We report a 47-year-old hemodialysis patient who presented with severe hemorrhagic pleural effusion and hemorrhagic pericardial effusion associated with lymphatic leakage. The laboratory examination revealed decreased factor V activity (2% of population average value). With decreased lymphatic leakage, factor V activity increased (to 46%). Lymph drainage correlated with prothrombin time and active partial thrombin time. The cause of the disease favored an acquired disease. The common causes which trigger factor V inhibitors were excluded. An inhibitor was not detected. It is possible that there was a clotting factor inhibitor leaking with the lymph in the drainage. Inhibitor production may be due to immune dysfunction caused by persistent lymphatic drainage, or that coagulation inhibitors were produced, drained with the lymph, and partly cleared by hemodialysis.
In this case, we have firstly reported factor V deficiency associated with lymphatic leakage in a hemodialysis patient.

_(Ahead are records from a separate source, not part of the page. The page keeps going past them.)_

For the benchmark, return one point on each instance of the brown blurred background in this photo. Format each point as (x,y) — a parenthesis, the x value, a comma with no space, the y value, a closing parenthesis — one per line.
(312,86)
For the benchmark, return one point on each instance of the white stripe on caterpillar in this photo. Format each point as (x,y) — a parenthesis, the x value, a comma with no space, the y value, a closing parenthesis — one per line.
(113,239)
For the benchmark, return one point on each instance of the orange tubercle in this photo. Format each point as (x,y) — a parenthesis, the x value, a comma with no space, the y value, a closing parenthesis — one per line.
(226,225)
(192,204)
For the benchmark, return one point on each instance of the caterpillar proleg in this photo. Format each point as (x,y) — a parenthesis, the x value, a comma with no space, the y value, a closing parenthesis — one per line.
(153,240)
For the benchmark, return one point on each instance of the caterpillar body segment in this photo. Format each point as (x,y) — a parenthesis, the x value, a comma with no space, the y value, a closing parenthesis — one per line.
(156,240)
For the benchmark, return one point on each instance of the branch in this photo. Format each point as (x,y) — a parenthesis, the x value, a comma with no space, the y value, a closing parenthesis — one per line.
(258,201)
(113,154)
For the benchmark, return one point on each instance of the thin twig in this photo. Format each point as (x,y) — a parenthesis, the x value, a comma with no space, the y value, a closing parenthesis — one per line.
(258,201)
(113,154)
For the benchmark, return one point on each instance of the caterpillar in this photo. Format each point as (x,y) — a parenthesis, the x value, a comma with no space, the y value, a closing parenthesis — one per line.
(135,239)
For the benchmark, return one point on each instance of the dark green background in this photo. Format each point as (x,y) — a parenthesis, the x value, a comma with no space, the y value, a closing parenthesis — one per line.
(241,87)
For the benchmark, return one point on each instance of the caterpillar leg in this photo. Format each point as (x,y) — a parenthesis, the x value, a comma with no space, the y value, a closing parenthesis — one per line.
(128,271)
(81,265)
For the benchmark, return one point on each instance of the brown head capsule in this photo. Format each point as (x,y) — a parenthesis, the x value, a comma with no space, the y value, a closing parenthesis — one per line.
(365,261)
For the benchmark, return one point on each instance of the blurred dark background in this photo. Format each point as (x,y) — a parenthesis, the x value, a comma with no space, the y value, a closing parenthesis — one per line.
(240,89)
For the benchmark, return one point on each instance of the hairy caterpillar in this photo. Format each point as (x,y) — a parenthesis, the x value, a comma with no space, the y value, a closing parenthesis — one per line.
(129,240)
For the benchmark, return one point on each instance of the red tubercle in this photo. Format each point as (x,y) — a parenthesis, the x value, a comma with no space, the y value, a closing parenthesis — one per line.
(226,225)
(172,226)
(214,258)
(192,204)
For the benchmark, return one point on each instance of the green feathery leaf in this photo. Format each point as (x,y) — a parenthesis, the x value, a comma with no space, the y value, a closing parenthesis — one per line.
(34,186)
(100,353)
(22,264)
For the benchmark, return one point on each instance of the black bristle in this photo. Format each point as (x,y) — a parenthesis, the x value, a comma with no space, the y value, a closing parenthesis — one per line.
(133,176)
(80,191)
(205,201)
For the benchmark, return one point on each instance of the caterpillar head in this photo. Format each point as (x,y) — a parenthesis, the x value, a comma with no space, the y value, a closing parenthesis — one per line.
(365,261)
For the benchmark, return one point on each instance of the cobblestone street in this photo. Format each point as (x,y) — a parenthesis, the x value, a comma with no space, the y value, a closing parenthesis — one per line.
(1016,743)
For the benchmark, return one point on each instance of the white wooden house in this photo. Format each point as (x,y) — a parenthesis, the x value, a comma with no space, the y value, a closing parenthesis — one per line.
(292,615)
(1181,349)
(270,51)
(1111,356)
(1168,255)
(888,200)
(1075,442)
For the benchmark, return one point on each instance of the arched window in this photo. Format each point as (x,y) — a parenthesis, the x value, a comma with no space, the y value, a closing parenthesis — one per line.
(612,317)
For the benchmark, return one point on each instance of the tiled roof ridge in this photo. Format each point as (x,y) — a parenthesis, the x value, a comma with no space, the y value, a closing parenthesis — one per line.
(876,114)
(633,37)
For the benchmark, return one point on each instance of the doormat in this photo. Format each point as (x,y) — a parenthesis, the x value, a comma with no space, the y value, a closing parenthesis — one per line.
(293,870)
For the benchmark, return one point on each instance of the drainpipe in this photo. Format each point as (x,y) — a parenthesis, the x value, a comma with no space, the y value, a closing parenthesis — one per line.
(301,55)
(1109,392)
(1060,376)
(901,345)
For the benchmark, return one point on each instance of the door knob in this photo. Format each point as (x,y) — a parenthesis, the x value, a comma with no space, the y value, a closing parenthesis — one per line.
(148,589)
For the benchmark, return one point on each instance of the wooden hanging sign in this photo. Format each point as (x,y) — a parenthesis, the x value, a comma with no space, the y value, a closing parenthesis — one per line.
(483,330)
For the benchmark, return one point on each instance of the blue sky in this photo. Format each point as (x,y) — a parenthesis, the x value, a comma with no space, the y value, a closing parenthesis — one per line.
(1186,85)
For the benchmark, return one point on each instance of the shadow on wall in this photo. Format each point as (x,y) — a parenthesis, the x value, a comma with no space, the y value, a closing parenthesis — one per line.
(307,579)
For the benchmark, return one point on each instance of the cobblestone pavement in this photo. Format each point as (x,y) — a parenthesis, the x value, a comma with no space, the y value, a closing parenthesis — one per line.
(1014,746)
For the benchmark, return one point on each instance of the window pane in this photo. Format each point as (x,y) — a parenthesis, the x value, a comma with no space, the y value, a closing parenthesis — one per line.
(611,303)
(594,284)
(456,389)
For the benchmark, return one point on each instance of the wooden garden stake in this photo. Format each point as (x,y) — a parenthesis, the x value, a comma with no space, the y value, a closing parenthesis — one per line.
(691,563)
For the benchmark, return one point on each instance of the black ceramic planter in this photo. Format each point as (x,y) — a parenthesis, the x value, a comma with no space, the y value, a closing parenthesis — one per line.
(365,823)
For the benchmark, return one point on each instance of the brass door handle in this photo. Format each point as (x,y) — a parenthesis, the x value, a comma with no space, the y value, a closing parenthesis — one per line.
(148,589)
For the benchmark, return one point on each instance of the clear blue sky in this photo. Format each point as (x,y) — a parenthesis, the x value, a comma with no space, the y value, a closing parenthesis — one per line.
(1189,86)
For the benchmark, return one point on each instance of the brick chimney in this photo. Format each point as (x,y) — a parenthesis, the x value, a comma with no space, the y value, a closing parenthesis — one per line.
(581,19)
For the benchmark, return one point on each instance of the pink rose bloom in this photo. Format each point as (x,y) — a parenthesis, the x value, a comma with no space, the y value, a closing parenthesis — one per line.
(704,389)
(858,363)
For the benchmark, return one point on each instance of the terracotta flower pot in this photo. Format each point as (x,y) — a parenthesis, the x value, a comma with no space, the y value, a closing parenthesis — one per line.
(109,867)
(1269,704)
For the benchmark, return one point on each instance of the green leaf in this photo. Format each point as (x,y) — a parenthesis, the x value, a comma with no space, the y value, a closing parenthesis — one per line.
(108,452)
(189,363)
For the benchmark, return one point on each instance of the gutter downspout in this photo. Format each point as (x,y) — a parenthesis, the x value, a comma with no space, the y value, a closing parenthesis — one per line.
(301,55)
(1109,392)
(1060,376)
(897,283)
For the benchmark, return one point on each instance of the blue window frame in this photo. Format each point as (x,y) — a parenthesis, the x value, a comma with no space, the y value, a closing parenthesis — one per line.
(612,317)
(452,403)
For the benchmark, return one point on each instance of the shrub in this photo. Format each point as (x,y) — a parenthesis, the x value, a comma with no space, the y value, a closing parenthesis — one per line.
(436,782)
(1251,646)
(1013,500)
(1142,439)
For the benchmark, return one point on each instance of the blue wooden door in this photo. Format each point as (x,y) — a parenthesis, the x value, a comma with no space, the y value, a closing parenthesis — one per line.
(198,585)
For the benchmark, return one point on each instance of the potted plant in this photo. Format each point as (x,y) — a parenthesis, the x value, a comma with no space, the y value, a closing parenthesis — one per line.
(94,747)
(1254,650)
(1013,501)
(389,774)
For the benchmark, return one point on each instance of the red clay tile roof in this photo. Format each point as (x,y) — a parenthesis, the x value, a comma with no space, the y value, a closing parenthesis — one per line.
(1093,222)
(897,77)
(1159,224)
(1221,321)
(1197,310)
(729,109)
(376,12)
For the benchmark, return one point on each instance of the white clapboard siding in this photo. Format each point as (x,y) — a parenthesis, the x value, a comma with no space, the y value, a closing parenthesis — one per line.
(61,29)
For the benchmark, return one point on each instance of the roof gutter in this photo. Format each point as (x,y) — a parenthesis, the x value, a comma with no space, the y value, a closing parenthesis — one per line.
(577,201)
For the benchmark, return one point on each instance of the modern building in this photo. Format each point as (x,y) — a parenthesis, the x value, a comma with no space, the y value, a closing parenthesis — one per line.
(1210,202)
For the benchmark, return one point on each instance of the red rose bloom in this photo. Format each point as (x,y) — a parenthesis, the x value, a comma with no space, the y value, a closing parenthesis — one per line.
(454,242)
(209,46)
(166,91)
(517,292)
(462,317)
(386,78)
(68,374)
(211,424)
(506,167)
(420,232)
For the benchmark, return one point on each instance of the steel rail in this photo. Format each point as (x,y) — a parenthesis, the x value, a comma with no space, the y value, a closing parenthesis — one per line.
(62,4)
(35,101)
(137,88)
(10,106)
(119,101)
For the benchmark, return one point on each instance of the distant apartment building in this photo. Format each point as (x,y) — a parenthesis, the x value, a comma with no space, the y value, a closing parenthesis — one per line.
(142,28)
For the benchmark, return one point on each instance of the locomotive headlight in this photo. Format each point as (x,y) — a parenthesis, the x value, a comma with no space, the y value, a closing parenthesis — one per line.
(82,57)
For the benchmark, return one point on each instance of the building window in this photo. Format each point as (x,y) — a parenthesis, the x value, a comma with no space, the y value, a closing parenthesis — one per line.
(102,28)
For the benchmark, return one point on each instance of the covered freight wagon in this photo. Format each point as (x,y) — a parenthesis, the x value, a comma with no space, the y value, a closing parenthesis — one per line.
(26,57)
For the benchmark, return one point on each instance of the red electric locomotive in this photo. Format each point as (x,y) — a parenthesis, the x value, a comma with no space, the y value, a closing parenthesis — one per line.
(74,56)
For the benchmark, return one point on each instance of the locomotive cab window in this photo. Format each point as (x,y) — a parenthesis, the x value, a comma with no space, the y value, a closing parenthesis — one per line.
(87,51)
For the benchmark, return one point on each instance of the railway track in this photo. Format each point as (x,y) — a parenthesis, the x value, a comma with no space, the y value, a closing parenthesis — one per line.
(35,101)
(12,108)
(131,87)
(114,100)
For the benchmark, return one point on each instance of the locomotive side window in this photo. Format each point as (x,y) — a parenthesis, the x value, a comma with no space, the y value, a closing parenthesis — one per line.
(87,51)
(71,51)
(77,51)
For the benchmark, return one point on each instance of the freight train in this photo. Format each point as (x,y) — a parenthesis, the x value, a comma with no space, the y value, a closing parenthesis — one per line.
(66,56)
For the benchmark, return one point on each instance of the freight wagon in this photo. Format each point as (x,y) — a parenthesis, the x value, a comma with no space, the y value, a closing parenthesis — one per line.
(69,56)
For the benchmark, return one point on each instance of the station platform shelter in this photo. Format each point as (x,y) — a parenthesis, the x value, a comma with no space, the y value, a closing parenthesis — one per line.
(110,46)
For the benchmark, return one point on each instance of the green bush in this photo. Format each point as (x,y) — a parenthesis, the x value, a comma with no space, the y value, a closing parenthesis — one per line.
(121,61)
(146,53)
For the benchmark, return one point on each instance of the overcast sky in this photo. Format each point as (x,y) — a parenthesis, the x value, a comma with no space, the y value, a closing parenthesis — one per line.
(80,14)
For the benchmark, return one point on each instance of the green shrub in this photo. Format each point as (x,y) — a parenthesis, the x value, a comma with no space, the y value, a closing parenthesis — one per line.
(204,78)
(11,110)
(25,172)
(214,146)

Core tip: Acquired factor V deficiency (AFVD) is a rare secondary hemorrhagic disease, which can lead to serious bleeding disorder. We report a new AVFD case of a hemodialysis patient with severe serous cavity hemorrhagic effusion, associated with potentially secondary to lymphatic leakage, and factor V inhibitor detection is negative. This is the first report regarding the association between coagulation factor V deficiency and lymphatic drainage in hemodialysis patient of chronic kidney disease patient. Careful follow-up of blood coagulation is needed in patients under the treatment of lymphatic drainage.